Anyhow, after the orders were filled yesterday, my current portfolio of securities held on my Commsec and Leveraged Equities ML accounts is:

This snapshot doesn't include the managed fund investments held on my St George ML account or the CFS Geared unlisted fund investment that is also on my Commsec ML account (those were included in an earlier post), as my yahoo portfolio tracker only includes my ETF and share investments.
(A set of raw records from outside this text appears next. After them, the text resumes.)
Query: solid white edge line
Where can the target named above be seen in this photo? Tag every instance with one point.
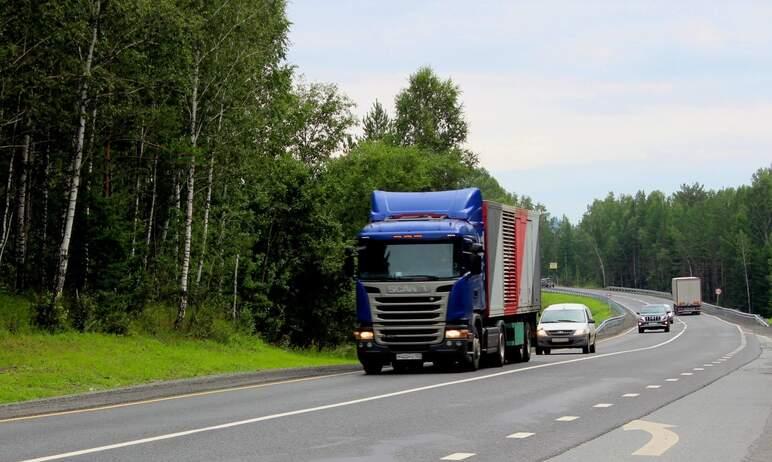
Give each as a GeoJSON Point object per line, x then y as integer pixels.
{"type": "Point", "coordinates": [345, 403]}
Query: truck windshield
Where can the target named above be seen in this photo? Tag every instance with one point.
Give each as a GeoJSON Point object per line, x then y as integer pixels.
{"type": "Point", "coordinates": [415, 261]}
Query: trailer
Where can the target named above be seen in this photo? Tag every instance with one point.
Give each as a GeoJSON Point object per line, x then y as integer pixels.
{"type": "Point", "coordinates": [687, 295]}
{"type": "Point", "coordinates": [446, 277]}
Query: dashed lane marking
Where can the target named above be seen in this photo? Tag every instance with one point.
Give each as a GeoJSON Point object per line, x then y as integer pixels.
{"type": "Point", "coordinates": [520, 435]}
{"type": "Point", "coordinates": [459, 456]}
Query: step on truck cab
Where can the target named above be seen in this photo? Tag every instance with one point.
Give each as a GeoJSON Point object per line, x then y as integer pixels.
{"type": "Point", "coordinates": [448, 278]}
{"type": "Point", "coordinates": [687, 295]}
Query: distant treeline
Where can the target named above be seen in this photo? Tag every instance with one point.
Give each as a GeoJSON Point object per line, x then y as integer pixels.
{"type": "Point", "coordinates": [164, 154]}
{"type": "Point", "coordinates": [644, 240]}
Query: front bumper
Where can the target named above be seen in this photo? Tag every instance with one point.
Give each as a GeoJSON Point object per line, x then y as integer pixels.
{"type": "Point", "coordinates": [456, 351]}
{"type": "Point", "coordinates": [562, 341]}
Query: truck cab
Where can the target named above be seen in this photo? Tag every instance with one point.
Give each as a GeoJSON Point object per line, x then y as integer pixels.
{"type": "Point", "coordinates": [421, 287]}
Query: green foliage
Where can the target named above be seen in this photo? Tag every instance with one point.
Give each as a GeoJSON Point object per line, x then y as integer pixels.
{"type": "Point", "coordinates": [430, 113]}
{"type": "Point", "coordinates": [645, 240]}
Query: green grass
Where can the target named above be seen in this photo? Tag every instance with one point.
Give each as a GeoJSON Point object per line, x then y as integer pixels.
{"type": "Point", "coordinates": [600, 310]}
{"type": "Point", "coordinates": [38, 365]}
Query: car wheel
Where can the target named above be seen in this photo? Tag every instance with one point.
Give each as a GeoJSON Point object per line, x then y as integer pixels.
{"type": "Point", "coordinates": [372, 367]}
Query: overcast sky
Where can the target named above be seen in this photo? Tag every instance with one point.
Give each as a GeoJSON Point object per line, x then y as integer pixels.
{"type": "Point", "coordinates": [567, 101]}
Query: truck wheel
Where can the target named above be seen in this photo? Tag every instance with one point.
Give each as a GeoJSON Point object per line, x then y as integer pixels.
{"type": "Point", "coordinates": [499, 358]}
{"type": "Point", "coordinates": [472, 362]}
{"type": "Point", "coordinates": [372, 367]}
{"type": "Point", "coordinates": [525, 355]}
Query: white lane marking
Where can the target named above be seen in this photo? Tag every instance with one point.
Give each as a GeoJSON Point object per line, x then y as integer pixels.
{"type": "Point", "coordinates": [345, 403]}
{"type": "Point", "coordinates": [169, 398]}
{"type": "Point", "coordinates": [459, 456]}
{"type": "Point", "coordinates": [661, 440]}
{"type": "Point", "coordinates": [520, 435]}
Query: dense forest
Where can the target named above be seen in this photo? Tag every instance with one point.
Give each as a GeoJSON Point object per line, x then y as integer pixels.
{"type": "Point", "coordinates": [644, 240]}
{"type": "Point", "coordinates": [163, 156]}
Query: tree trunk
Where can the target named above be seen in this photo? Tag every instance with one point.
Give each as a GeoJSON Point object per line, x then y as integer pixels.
{"type": "Point", "coordinates": [206, 219]}
{"type": "Point", "coordinates": [64, 248]}
{"type": "Point", "coordinates": [21, 214]}
{"type": "Point", "coordinates": [235, 286]}
{"type": "Point", "coordinates": [151, 218]}
{"type": "Point", "coordinates": [189, 208]}
{"type": "Point", "coordinates": [6, 223]}
{"type": "Point", "coordinates": [136, 194]}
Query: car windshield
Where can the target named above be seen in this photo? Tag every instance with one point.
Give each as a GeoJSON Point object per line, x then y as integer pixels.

I'll see how the local and US stock markets performs over the next few weeks/months before deciding whether to increase my investments. I still suspect that the markets have reacted to the various economic stimulus packages and rate cuts in a way that would be rational if this was a financial/economic crisis alone, but may not be applicable to the current situation. The medical aspect of this current crisis may well mean that people don't get back to 'business as normal' even after  governments ease the current 'lock down' style restrictions. After all, most of the 'social distancing' and other regulations that have had an immediate economic impact are intended to 'flatten the curve' and allow ICU capability/staffing in hospitals to be ramped up to cope with an influx of Covid-19 patients over a longer time period. When restrictions are eased there is likely to be a 'second peak' of even more cases and deaths than before, but at a time when hospitals are better prepared to cope with the need for ICU treatments. So, even if 'social distancing' rules have been eased, it may not restore economic and social activity to previous levels if the populace is still concerned about the levels of Covid-19 cases and risk of serious illness. After all, by the time restrictions are eased, while some people may be very keen to get back to 'normal life' and socialise, others may have got used to the 'new normal' and continue to work from home, avoid shopping and eating out, etc. So the economic recovery may be quite slow once the current 'lock down' period has passed. Still, one has to start investing again at some point, so when the market has rebounded about 10% from the recents lows, but is still about 35% below its February highs, it is probably a reasonable time to start making some investments for the 'long term'. After all, even the Great Depression was a 'buying opportunity' when one views market returns over the scale of decades rather than weeks, months or even years...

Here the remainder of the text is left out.